Variable annuities can provide many benefits; however, make sure you understand exactly how they work.
There are two types of annuities sold in America, those sold by insurance agents which are called fixed annuities and those sold by security licensed agents which are called variable annuities.
Variable annuities and fixed annuities are very different creatures. Fixed annuities earn a set rate of interest for a specific time period. Fixed annuities have no fees and no expenses. What you earn is what you get.
Variable annuities invest your funds in separate accounts (sub accounts) that invest in securities such as stocks and bonds, etc. Each separate account will offer specific investment objectives, you select the accounts that will best help you reach your goal.

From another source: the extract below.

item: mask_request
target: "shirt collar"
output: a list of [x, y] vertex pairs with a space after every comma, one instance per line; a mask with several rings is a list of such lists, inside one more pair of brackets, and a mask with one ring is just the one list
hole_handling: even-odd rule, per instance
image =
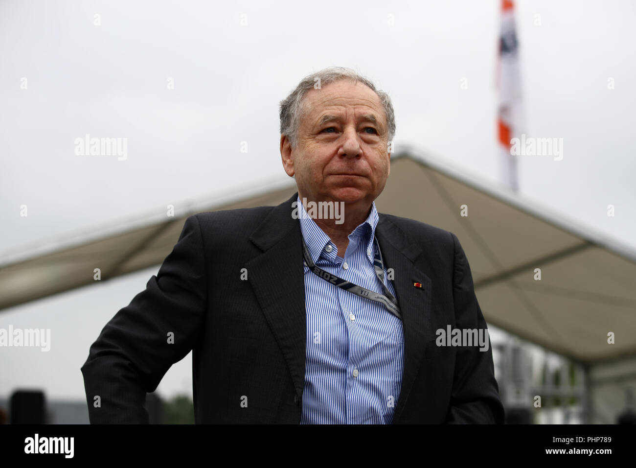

Here are specific points to understand before investing in variable annuities:
- No guarantee of principal, your account can gain and lose value. Variable annuities have stock market risk (and reward)
- Fees, a variable annuity charges fees for the contract, fees for administration, fees to manage your money and if you have chosen an additional rider, a fee for it. Here is an example of possible fees associated with variable annuities, these are merely examples, your actual fee schedule is located in your prospectus:
- Mortality and Expense fee 1.25%
- Administration fee .15%
- Sub account management fee (varies) .50% to 2.00%
- Income rider fee (varies) .50% to 2.00%
- Death benefit enhancement fee varies
3. Surrender penalties can be lengthy, some as long as 8 years. Make sure you fully understand your contractual access to your funds.
Just like all investment vehicles, variable annuities have their place and can be a good choice, just make sure you understand the moving parts and the fees associated with them.